Consider the following: connectionism was thought to be representative of radical behaviourism, a popular theory developed by Skinner suggesting human will and agency could be understood as products of external stimuli. And when reflecting on the resurgent popularity of connectionism in the 1980s, Seymour Papert said that the “behaviorist process of external association of stimuli with reinforcements” generated a “cultural resonance” between behaviourist interpretations of mind and connectionism. The same is true of the influence of empiricism on connectionism. Methods that praised the process of learning became favoured over hard-coded, symbolic alternatives because of these mutually-reinforcing conceptions of empiricism. After all, the successes of connectionism seemed to demonstrate that the empiricists were right, which, in a circular turn, conferred legitimacy on connectionist approaches that reflected certain modes of thinking about the nature of the mind. David Rumelhart, a prominent computer scientist credited for popularising backpropagation with Geoffrey Hinton, even wrote in the 1980s that “Information is not stored anywhere in particular. Rather, it is stored everywhere. Information is better thought of as ‘evoked’ than ‘found.’”
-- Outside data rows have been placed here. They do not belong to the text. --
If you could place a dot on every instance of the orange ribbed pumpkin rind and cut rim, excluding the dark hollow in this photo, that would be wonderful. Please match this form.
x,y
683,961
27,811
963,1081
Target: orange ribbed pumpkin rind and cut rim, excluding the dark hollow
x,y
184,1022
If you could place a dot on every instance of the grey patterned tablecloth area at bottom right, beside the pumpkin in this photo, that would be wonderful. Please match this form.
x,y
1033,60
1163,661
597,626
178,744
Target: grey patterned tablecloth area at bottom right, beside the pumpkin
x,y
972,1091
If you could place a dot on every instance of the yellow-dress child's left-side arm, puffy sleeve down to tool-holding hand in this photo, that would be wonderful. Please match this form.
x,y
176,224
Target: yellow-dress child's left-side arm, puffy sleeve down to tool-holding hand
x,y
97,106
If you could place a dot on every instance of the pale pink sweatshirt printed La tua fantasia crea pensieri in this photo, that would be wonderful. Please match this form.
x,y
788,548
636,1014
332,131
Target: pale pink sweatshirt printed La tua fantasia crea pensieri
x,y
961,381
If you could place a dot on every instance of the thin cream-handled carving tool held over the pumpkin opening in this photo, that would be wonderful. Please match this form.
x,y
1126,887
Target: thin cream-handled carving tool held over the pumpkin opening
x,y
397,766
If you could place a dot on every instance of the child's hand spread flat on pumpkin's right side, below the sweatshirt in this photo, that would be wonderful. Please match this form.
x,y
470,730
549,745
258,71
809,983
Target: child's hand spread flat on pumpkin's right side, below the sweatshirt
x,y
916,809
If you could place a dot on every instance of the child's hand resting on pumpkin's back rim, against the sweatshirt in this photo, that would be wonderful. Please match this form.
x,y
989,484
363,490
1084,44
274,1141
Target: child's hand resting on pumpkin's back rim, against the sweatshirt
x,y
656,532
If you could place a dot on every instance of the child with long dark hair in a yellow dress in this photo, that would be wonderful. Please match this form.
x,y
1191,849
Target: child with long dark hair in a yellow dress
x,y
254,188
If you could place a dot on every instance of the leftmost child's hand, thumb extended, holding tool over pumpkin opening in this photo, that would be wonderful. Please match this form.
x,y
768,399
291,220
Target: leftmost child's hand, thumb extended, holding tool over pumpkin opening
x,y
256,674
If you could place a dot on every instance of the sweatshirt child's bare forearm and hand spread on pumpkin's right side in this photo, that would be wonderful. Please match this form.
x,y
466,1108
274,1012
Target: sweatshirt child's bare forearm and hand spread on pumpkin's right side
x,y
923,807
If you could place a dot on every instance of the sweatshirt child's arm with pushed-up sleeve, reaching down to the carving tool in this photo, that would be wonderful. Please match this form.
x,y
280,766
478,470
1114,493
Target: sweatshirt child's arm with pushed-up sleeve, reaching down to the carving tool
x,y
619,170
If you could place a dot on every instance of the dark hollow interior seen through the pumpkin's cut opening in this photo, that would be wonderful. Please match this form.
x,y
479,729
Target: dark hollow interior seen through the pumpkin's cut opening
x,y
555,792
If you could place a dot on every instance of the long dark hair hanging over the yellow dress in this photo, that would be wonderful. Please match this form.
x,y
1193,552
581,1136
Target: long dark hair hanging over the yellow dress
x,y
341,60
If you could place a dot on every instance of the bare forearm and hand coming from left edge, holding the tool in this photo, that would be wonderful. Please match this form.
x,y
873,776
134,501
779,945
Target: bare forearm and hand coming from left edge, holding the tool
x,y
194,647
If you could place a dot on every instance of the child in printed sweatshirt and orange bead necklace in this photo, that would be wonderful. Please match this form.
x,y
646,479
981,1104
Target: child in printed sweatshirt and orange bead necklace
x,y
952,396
Today, as we build increasingly complex systems, the nativism-empiricism discourse reminds us that neither data-driven approaches nor symbolic knowledge alone render the full picture of intelligence. Just as human cognition combines innate structures and experiential learning, it may be that the most powerful systems arise from integrating statistical models with forms of grounded reasoning, social intelligence, and other inborn cognitive abilities (though my own view is that these attributes may prove to be emergent properties within the large model paradigm). And while the once rigid symbolic and connectionist camps have mostly softened into hybrid pragmatism, vestiges of the dichotomy persist that will likely continue influencing new directions at the frontier of AI research. Perhaps this is a good thing. After all, if history tells us anything, it’s that neither nature nor nurture alone captures the full breadth of intelligence.
Another great post, Harry.
I love how you track the old nativist/rationalist dichotomy onto current AI debates. I am wondering how you think the question of grounding plays out across the historical divide. The old nativists need sense data to ground language. Kant--not so much--or rather, grounding is immanent through the transcendentals. A Kantian would object at my statement here, but this is how I, a cautious realist, choose to interpret Kant.
But then things get even more interesting when we crossover into the new rationalism where there are emergent thought structures--emergent in the sense of emanating out of probabilistic calculations--that do not appear to need any sort of grounding to have communicative purchase.
I am wondering how you work out these issues. I am thinking about writing about connectionism/symbolism and the importance of the debate for educational contexts --- and I would appreciate your insider view on these issues.